On a parlé du droit des peuples à disposer d’eux-mêmes. Siegfried Loëwe a traité de la question de l’image de Clemenceau en Autriche-Hongrie, en Autriche et en Hongrie, en marquant que son impopularité durable lui paraissait injuste, parce que fondée sur l’illusion de pouvoirs qu’il n’avait pas. Il nous a démontré que le Traité de Saint-Germain n’était que « la reconnaissance formelle d’une réalité déjà accomplie ».                 

Sur le droit des peuples à disposer d’eux-mêmes, Dzovinar Kévonian a expliqué qu’on peut relever chez Clemenceau un réalisme obstiné et, bien qu’on le peigne à juste titre comme un fils des Lumières, dévoué au principe de l’autodétermination des peuples, qu’il a pensé qu’il fallait concilier celui-ci avec une prise en compte des situations concrètes, combiner la défense des principes et les précautions stratégiques.                 
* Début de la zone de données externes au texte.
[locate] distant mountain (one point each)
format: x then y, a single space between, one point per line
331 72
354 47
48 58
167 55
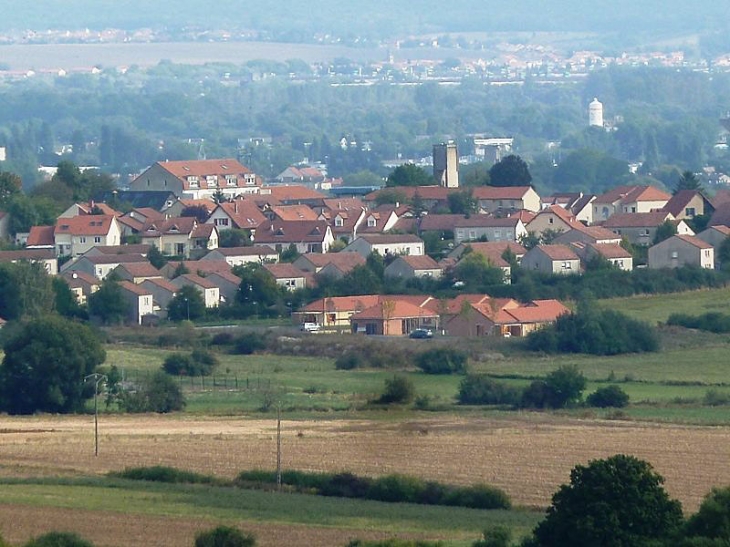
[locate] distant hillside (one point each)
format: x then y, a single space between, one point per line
375 18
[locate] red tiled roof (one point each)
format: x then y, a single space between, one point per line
162 283
28 254
697 242
637 220
254 250
610 250
244 213
394 308
422 262
537 311
558 252
282 231
343 260
86 225
500 192
140 269
283 270
294 212
293 193
134 288
41 236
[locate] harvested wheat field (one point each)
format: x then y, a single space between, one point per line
528 455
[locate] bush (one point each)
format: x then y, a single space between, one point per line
479 389
442 361
608 397
398 389
350 360
496 536
248 344
59 539
160 473
199 363
712 322
224 536
597 332
159 393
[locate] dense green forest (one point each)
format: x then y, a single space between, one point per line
667 119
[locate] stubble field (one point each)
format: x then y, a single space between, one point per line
528 455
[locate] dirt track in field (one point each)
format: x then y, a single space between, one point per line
528 455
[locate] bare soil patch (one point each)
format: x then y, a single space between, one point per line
528 455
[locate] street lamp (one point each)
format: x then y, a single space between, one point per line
97 378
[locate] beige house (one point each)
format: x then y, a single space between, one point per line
287 276
613 252
74 236
238 256
207 289
162 291
306 235
198 179
641 228
552 259
387 244
409 266
506 199
139 299
343 262
554 218
687 204
503 317
681 250
136 272
393 316
181 236
100 266
628 199
45 257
Je me dois d’évoquer pour finir la contribution de Bruno Cabanes qui a  brossé avec maîtrise un tableau des raisons pour lesquelles il ne fallait pas sanctifier Keynes et ses commentaires, quelle qu’ait été l’influence de ceux-ci pour des raisons qui ont été souvent analysées : il a éclairé les motivations spécifiques du grand économiste britannique dans ses jugements et il a proposé une réflexion également neuve sur la réception de Keynes en France  et par là sur la nature même de la paix et de ses suites. Il nous a montré qu’il ne s’agissait en rien d’une paix carthaginoise, en rappelant, que, comme l’a toujours dit Clemenceau, le traité de Versailles était profondément ambivalent par nature, son destin étant voué à dépendre pour la suite de l’usage qui en serait fait (sauf à considérer qu’il aurait bien mieux valu fixer les réparations tout de suite, car, pour citer Valéry, « Un mal vif et tôt terminé/ Vaut mieux qu’un supplice dormant »). Il apparaît clairement, après coup, qu’on pouvait choisir entre deux branches d’une alternative. Soit tenir l’Allemagne en laisse pendant un long moment, mais alors il fallait le faire sans barguigner, car si on enlève à un dogue sa muselière de temps en temps, on risque fort de se faire mordre. Soit plutôt esquisser –des personnalités fortes ont milité pour cela, non sans courage-, ce qu’a été la construction européenne, parmi bien des cahots, après 1950 : ce qui mérite d’être examiné de près et , qui peut conduirait, je pense à réapprécier la politique de Briand que Clemenceau a si violemment fustigée dans sa retraite.                 

Mais je me garderai, au terme de cette rencontre, de me laisser trop glisser vers des temps ultérieurs. Mon rôle était surtout de me faire l’interprète de tous en exprimant notre satisfaction partagée d’avoir participé à cet événement et de lui avoir donné son lustre. Nous y avons rencontré des interlocuteurs familiers aux historiens: le hasard et la nécessité, l’individu et la foule, l’anecdote et le fondamental, et, en somme, l’ambivalence de beaucoup de comportements. Ceux de Clemenceau n’échappent certainement pas à cette dernière. Ce qui ne nous empêche pas -et je me situe pour finir dans le droit fil des propos émouvants que Philippe Séguin a tenus devant nous en présidant la deuxième séance-  de penser que l’homme que nous avons considéré tout au long de ce colloque mérite décidément notre considération et même, -pourquoi pas ?- notre durable affection.